Each year since, we've had some kind of protest or vigil. From 2004 through 2007, we helped organize sizeable peace rallies here in Fayetteville.
But this year, the anniversary crept up on me, and as I write we are scrambling to put on a small vigil downtown tomorrow. It's bound to be small; but as far as I can tell, it will be pretty much all the local action there is.
We're still pretty busy otherwise: our GI Rights Hotline is taking lots of calls; our "Sgt. Abe" character is still working to bring more Truth into Recruiting; and we're pressing for
accountability for the torture that so
disgraced the nation in recent years.
Yet there's no denying that the peace movement in March 2009 is in deep disarray.

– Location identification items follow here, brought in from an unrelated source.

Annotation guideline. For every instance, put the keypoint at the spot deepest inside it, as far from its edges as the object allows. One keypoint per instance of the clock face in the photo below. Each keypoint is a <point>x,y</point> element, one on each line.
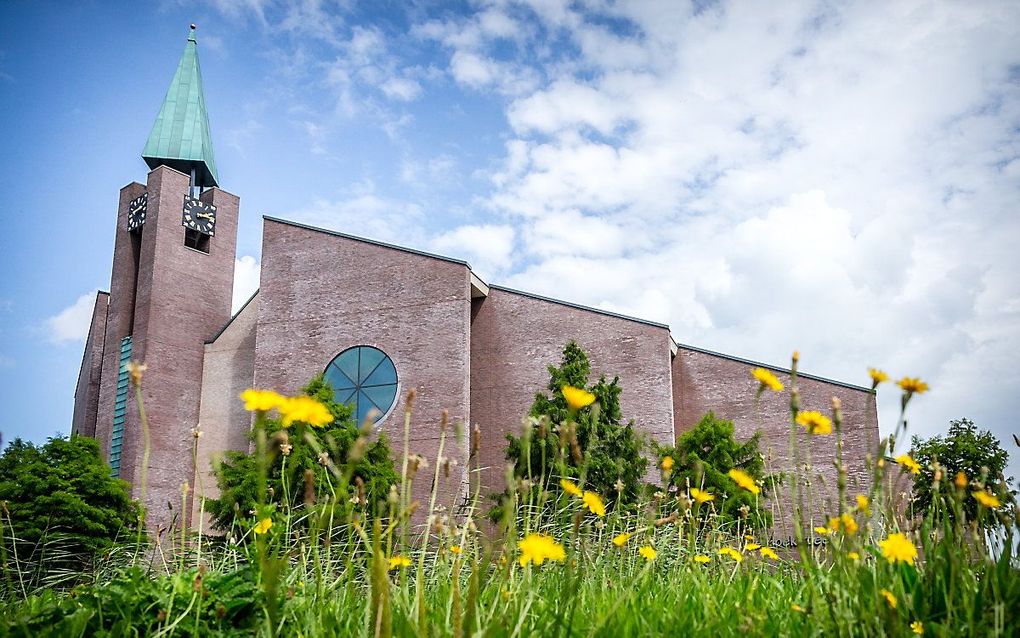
<point>136,211</point>
<point>199,215</point>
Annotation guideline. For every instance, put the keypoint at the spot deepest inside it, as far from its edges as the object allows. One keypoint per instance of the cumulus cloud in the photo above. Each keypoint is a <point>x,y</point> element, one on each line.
<point>834,179</point>
<point>247,272</point>
<point>72,323</point>
<point>489,248</point>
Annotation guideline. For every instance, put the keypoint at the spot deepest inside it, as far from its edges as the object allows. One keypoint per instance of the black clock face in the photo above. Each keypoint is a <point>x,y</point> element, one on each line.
<point>199,215</point>
<point>136,211</point>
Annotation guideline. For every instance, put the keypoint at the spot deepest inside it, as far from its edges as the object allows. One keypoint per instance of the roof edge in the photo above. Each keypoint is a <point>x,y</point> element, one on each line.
<point>578,306</point>
<point>777,369</point>
<point>374,242</point>
<point>234,316</point>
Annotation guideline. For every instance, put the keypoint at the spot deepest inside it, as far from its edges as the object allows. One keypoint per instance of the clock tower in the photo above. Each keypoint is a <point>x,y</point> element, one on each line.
<point>169,292</point>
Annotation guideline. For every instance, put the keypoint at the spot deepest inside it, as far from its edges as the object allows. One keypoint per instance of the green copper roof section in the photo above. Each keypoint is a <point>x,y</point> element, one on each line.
<point>181,137</point>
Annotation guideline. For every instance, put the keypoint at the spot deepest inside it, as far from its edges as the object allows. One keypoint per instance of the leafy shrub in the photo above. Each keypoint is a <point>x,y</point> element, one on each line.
<point>61,507</point>
<point>611,451</point>
<point>703,457</point>
<point>978,454</point>
<point>238,474</point>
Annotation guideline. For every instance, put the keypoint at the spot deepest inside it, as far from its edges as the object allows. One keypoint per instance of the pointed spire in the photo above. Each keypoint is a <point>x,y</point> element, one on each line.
<point>181,138</point>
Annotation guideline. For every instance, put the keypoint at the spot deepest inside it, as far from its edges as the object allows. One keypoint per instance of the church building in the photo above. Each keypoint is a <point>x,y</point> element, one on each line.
<point>378,321</point>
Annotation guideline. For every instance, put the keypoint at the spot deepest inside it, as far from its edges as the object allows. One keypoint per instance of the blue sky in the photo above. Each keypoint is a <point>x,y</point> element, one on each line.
<point>839,180</point>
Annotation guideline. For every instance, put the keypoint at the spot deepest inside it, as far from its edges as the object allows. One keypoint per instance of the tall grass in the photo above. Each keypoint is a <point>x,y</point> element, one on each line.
<point>328,568</point>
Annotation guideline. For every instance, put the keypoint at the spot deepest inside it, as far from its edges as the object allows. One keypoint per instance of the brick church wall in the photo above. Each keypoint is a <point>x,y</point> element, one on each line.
<point>322,292</point>
<point>704,381</point>
<point>91,374</point>
<point>515,336</point>
<point>227,371</point>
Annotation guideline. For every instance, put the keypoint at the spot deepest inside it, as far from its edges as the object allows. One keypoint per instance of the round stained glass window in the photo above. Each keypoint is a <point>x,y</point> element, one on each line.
<point>365,379</point>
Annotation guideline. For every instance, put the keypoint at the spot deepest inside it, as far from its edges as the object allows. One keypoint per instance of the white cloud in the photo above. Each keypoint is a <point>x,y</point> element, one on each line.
<point>488,248</point>
<point>837,180</point>
<point>72,323</point>
<point>247,272</point>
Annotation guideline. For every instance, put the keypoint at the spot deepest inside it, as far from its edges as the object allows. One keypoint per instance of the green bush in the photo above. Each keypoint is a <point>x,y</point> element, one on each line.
<point>610,451</point>
<point>978,454</point>
<point>705,454</point>
<point>61,507</point>
<point>238,474</point>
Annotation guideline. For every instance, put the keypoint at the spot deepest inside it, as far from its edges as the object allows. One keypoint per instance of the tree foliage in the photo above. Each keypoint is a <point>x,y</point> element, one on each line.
<point>62,489</point>
<point>976,453</point>
<point>610,450</point>
<point>705,454</point>
<point>238,474</point>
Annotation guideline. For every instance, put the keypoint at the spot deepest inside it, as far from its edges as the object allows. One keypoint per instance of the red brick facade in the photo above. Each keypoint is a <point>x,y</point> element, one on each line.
<point>478,352</point>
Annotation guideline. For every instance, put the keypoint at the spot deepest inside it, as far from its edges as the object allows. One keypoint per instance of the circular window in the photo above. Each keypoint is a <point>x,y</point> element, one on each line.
<point>365,379</point>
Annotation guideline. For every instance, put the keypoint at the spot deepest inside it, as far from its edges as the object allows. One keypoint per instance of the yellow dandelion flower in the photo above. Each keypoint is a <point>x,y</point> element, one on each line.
<point>814,423</point>
<point>912,386</point>
<point>889,598</point>
<point>767,380</point>
<point>305,409</point>
<point>399,562</point>
<point>877,377</point>
<point>537,548</point>
<point>898,548</point>
<point>570,488</point>
<point>594,502</point>
<point>909,463</point>
<point>576,398</point>
<point>261,400</point>
<point>744,480</point>
<point>263,526</point>
<point>701,495</point>
<point>844,523</point>
<point>986,498</point>
<point>732,553</point>
<point>961,481</point>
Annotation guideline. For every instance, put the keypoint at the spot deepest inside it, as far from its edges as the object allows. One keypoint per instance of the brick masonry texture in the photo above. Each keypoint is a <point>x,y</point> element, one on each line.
<point>227,371</point>
<point>91,375</point>
<point>481,359</point>
<point>174,299</point>
<point>703,382</point>
<point>322,293</point>
<point>515,337</point>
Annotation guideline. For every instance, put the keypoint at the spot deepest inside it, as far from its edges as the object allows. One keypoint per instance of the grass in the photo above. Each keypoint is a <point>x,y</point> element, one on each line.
<point>324,570</point>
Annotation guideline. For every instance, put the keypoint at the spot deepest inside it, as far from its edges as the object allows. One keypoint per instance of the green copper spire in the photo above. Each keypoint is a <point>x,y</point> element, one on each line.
<point>181,138</point>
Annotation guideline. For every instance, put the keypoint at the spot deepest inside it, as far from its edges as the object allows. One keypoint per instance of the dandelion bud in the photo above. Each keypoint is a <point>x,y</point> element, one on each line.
<point>309,487</point>
<point>961,481</point>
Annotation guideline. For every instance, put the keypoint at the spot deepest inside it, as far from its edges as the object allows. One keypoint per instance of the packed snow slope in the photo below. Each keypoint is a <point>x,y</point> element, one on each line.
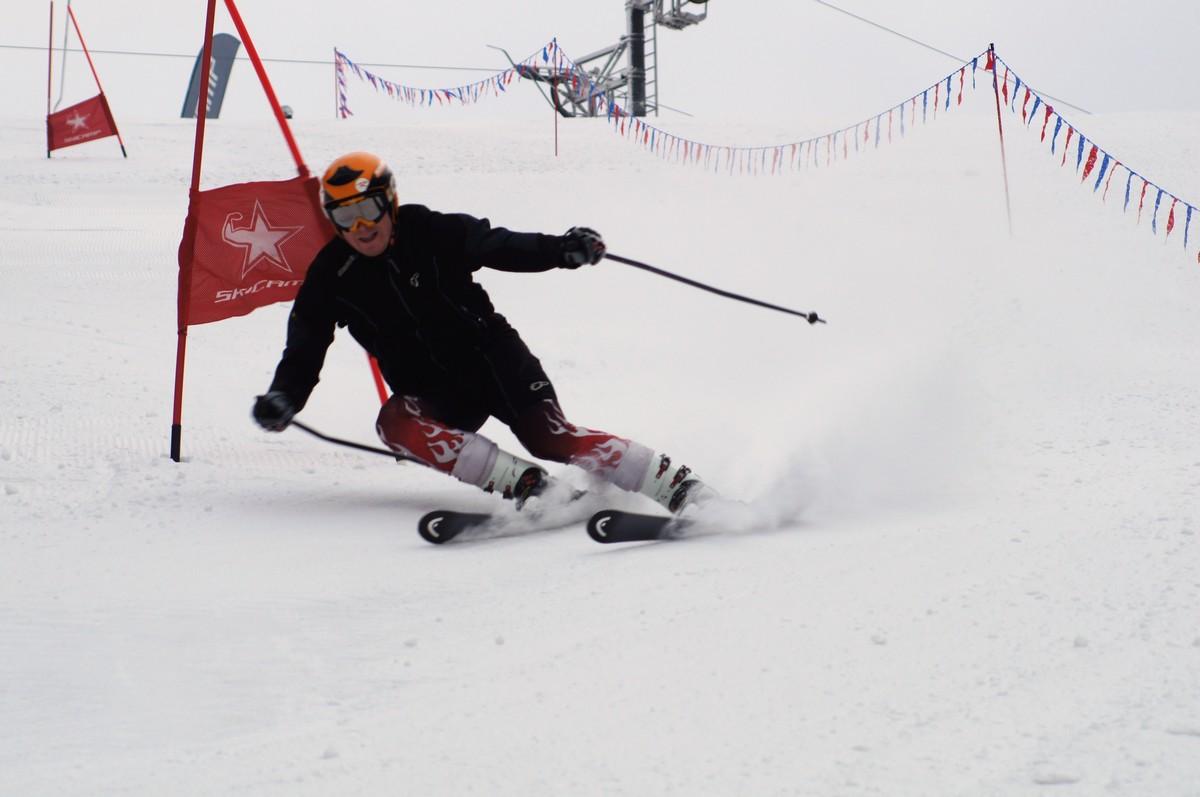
<point>976,570</point>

National groups are fading; uncertainty is widespread about how to project a strong peace message given the changes in Washington. And it seems that everything, even wars and rumors of war, is being swept from our field of vision by the noise and impact of the economic collapse.
No wonder it's been hard to stay focused lately. But here it is, the beginning of Year Seven of the Iraq war, and at Eugene O'Neill wrote in "Death of a Salesman," Attention must be paid.
So tomorrow I'll be carrying the poster I made in the summer of 2003, when the number of US casualties was about 250, a figure that was updated for each new vigil.
The sign is scuffed, smudged and battered now, held together with tape. But the message still appplies, the numbers are current, and the totals are depressingly familiar: 4200+ US troops killed; 500,000+ Iraqi civilians dead.
And there are more unhappy numbers that don't fit on the sign:
-- Five million Iraqis turned into homeless refugees in their own homeland;
-- More than 50,000 US troops seriously wounded;
-- Hundreds more dead by suicide, in Iraq and afterward;
-- Un-numbered military families torn apart by the stresses of repeated deployments;
-- The financial costs of the war are well into multiple trillions of dollars (which
used to be a lot of money), with no end in sight.
And despite announced plans to pull out some troops from Iraq, there's another war in afghanistan waiting to claim them.
Which reminds me -- I was against the Afghanistan war first, all the way back in late 2001. And now, more than seven years later, this response has not dimmed: Afghanistan is a quagmire. Despite the skill and courage of US troops, I agree with military columnist and Vietnam veteran Joseph Galloway, who recently wrote:
"The Taliban insurgents now have a chokehold on as much as 70 percent of Afghanistan, and they're proving to be flexible and adaptive in their attacks on American, NATO and Afghan forces.
If the new American team has some new ideas about how to succeed in Afghanistan, now would be the time to lay them out. Nothing that Alexander the Great, Queen Victoria or Leonid Brezhnev tried in their attempts to subdue the quarrelsome Afghan tribes worked, and nothing we’ve tried in the last eight years has, either.
While we're waiting for a new strategy, perhaps we should break out some old Kipling:
"When wounded and left on Afghanistan's plain
"And the women come out to cut up your remains . . . ."
Etc., etc."
Current plans call for leaving at least 50,000 US troops in Iraq for the indefinite future. To me, that suggests that there may well be many more such anniversaries to mark, before the sentiment we saw on this Welcome Home banner at Camp Lejeune is fulfilled.